The wounded lay on the splintered planking of the deck, gashed by bomb casings. Guang stumbled through smoke to the injured. Screams filled the air. He found Chen Song already there, bellowing for help.
‘The hatch!’ shouted Guang. ‘We must take them below!’
He reached down to ease a wounded man to his feet and slipped in the pools of blood on the deck. So the warning from Heaven was coming true! Guang picked himself up, a wild, reckless expression on his handsome face.
‘I defy you,’ he muttered, though only Heaven could hear him.
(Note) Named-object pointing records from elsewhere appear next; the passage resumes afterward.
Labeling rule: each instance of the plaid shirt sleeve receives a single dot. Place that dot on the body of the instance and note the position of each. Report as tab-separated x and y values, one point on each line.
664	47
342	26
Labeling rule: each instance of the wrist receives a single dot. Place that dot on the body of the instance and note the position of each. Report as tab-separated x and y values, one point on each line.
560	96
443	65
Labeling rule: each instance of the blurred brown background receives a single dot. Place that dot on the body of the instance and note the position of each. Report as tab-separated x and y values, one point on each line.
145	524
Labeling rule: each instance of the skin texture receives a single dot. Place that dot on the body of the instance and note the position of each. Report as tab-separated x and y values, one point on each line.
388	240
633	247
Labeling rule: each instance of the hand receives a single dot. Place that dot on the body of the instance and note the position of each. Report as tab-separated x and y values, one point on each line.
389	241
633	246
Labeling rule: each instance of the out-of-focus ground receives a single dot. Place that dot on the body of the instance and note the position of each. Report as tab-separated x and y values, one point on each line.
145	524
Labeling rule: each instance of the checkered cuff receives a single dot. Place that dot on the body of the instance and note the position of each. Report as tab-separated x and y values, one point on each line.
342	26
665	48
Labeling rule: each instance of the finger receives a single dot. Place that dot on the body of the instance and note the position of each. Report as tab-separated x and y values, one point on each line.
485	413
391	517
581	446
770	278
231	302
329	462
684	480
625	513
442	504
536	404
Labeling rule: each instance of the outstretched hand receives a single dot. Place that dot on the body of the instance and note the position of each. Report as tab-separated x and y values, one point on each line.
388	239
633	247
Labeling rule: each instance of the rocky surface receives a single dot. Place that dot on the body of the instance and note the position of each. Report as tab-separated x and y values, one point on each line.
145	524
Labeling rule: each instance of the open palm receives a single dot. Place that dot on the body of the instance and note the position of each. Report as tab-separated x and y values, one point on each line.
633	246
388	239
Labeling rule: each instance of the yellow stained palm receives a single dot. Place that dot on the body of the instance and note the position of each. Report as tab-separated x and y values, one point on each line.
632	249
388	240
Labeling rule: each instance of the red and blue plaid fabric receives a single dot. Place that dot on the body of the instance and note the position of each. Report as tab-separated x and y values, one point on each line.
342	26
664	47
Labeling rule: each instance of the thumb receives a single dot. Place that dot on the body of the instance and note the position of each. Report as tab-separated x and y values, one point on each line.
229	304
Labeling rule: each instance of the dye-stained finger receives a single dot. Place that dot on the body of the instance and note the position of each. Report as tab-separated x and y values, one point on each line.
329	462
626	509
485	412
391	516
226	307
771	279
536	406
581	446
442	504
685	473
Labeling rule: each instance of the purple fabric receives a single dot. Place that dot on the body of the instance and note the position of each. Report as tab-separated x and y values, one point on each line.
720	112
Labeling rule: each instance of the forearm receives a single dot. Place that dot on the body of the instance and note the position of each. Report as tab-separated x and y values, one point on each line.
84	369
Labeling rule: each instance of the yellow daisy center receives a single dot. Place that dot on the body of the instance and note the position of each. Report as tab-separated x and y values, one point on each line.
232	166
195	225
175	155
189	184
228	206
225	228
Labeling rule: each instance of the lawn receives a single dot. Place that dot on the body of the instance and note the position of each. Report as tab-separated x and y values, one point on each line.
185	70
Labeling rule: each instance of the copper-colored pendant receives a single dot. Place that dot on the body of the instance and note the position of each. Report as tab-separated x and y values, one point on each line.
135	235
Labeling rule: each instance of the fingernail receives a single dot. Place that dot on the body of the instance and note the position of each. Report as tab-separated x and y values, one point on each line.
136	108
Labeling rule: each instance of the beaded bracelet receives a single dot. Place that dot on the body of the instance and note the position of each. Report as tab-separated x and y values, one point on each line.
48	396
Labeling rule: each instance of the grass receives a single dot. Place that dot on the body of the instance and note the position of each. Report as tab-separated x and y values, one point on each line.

With unexpected tenderness, he scooped up a wounded soldier whose arm had been almost torn off by a shard of iron and carried him into the hold of the ship. At the bottom of the steps, willing hands took the man. Guang felt something drip on his head through the broken planking of the deck and glanced up. A droplet landed on his lips. It took a moment to recognise the iron taste.
Back on deck he surveyed the fleet, or what was visible of it in the darkness and smoke of the battlefield. Several ships were sinking or on fire. From one, amidst a roaring swirl of flames, he saw armoured men leaping into the river. Elsewhere a small craft had been struck by a boulder. It floundered in the water like a stricken whale. Guang watched in horror as the huge mass of Admiral Qi-Qi’s flagship ploughed into the little boat, sinking both vessel and crew, who were crushed by the whirling paddlewheels.
Yet Qi-Qi’s ship was itself constantly struck by missiles. The Mongol commanders seemed to know it contained not only the Admiral, but the Son of Heaven’s new representative in Nancheng Province. As a commander of artillery, Guang recognised a clear pattern to the missiles falling around Qi-Qi’s ship.
Whole teams of catapults on the shore were trained on the secret flagship.
The Emperor’s standard fluttered, stiff as a bamboo sail; the entire fleet advanced upstream. Now they drew close to the forts on either side of the river. From the battlements, siege crossbows poured a steady stream of giant bolts tipped with flaming gourds onto the fleet. A small war junk behind Guang’s took a hit from a thunderclap bomb, tearing open its decks. Yet the ship struggled forward. They had no other choice – the shore meant death or worse. There was no turning back.
At last the Relief Fleet passed through the snapping jaws of A-ku’s fortresses and artillery. It was said by survivors that the decks of many ships were ankle-deep with blood. Yet only a few sank from the relentless bombardment. Those that survived found themselves entering an ever-widening stretch of river, more like a long lake, with only a few
li
to traverse before reaching the safety of the Twin Cities.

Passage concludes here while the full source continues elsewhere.